背景:局灶节段肾小球硬化(FSGS),肾小球损伤的组织学模式,是全球终末期肾病(ESRD)的主要肾小球原因之一。尽管进行了广泛的研究,导致FSGS的潜在生物学改变仍然知之甚少。研究基因表达谱的变化提供了一种有前途的方法,可以全面了解FSGS分子致病性并确定关键元件作为潜在的治疗靶标。这项工作是对FSGS患者肾小球样本基因表达谱的荟萃分析。这项研究的主要目的是建立FSGS中差异表达基因的共识列表,验证这些发现,了解疾病的致病性,并确定新的治疗靶点。
方法:在对GEO数据库进行彻底搜索和随后的质量控制评估之后,选择了七个基因表达数据集进行荟萃分析:GSE47183(GPL14663),GSE47183(GPL11670),GSE99340,GSE108109,GSE121233,GSE129973,和GSE104948.随机效应大小方法用于鉴定差异表达基因(meta-DEGs),然后被用来构建一个监管网络(STRING,MiRTarBase,和TRRUST)并进行各种途径富集分析。几个meta-DEGs的表达水平,特别是ADAMTS1、PF4、EGR1和EGF,被称为血管生成调节剂,使用定量逆转录聚合酶链反应(RT-qPCR)进行分析。
结果:确定的2,898个元DEG,包括665个下调基因和669个上调基因,进行了各种分析。一个由2,859个DEG组成的共同监管网络,2,688个microRNAs(miRNAs),构建了374个转录因子(TFs),网络中的顶部分子是根据度中心性识别的。部分途径富集分析揭示了FSGS肾脏中血管生成调节途径的显著破坏。RT-qPCR结果通过证明ADAMTS1和EGR1(两个关键的血管生成调节因子)的差异表达水平证实了血管生成途径的失衡。在FSGS条件下。
结论:除了提供FSGS中差异表达基因的共识列表外,这项荟萃分析确定了FSGS肾脏中血管生成相关途径和因子的显著扭曲.针对这些因素可能会提供一个可行的策略来阻止FSGS的进展。
BACKGROUND: Focal segmental glomerulosclerosis (FSGS), a histologic pattern of injury in the glomerulus, is one of the leading glomerular causes of end-stage renal disease (ESRD) worldwide. Despite extensive research, the underlying biological alterations causing FSGS remain poorly understood. Studying variations in gene expression profiles offers a promising approach to gaining a comprehensive understanding of FSGS molecular pathogenicity and identifying key elements as potential therapeutic targets. This work is a meta-analysis of gene expression profiles from glomerular samples of FSGS patients. The main aims of this study are to establish a consensus list of differentially expressed genes in FSGS, validate these findings, understand the disease\'s pathogenicity, and identify novel therapeutic targets.

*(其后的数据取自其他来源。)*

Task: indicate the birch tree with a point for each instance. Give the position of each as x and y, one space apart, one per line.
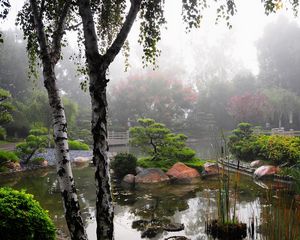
103 40
43 23
4 10
105 26
105 29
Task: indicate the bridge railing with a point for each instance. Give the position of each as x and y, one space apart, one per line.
118 138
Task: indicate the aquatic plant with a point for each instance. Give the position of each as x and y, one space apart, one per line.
227 224
279 218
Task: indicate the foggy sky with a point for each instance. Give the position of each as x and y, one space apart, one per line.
248 25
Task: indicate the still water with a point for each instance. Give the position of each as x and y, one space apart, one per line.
188 204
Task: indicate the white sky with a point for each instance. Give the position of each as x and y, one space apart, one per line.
248 25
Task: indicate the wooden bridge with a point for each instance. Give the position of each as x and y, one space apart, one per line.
118 138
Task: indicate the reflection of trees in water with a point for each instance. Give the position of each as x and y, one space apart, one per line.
155 202
188 204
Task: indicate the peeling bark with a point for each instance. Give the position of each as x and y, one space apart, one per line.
64 172
98 66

METHODS: After a thorough search in the GEO database and subsequent quality control assessments, seven gene expression datasets were selected for the meta-analysis: GSE47183 (GPL14663), GSE47183 (GPL11670), GSE99340, GSE108109, GSE121233, GSE129973, and GSE104948. The random effect size method was applied to identify differentially expressed genes (meta-DEGs), which were then used to construct a regulatory network (STRING, MiRTarBase, and TRRUST) and perform various pathway enrichment analyses. The expression levels of several meta-DEGs, specifically ADAMTS1, PF4, EGR1, and EGF, known as angiogenesis regulators, were analyzed using quantitative reverse transcription polymerase chain reaction (RT-qPCR).

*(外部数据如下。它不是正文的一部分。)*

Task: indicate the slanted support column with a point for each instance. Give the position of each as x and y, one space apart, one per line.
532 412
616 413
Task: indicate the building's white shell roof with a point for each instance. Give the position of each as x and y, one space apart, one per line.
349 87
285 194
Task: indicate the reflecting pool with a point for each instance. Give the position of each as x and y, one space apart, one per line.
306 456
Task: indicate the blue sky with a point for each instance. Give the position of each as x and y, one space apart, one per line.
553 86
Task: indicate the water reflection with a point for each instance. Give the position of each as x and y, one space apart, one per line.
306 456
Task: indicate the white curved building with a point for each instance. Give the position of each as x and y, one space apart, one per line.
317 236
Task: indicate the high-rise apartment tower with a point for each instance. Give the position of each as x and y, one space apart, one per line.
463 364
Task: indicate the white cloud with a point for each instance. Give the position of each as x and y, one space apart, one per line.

RESULTS: The identified 2,898 meta-DEGs, including 665 downregulated and 669 upregulated genes, were subjected to various analyses. A co-regulatory network comprising 2,859 DEGs, 2,688 microRNAs (miRNAs), and 374 transcription factors (TFs) was constructed, and the top molecules in the network were identified based on degree centrality. Part of the pathway enrichment analysis revealed significant disruption in the angiogenesis regulatory pathways in the FSGS kidney. The RT-qPCR results confirmed an imbalance in angiogenesis pathways by demonstrating the differential expression levels of ADAMTS1 and EGR1, two key angiogenesis regulators, in the FSGS condition.
CONCLUSIONS: In addition to presenting a consensus list of differentially expressed genes in FSGS, this meta-analysis identified significant distortions in angiogenesis-related pathways and factors in the FSGS kidney. Targeting these factors may offer a viable strategy to impede the progression of FSGS.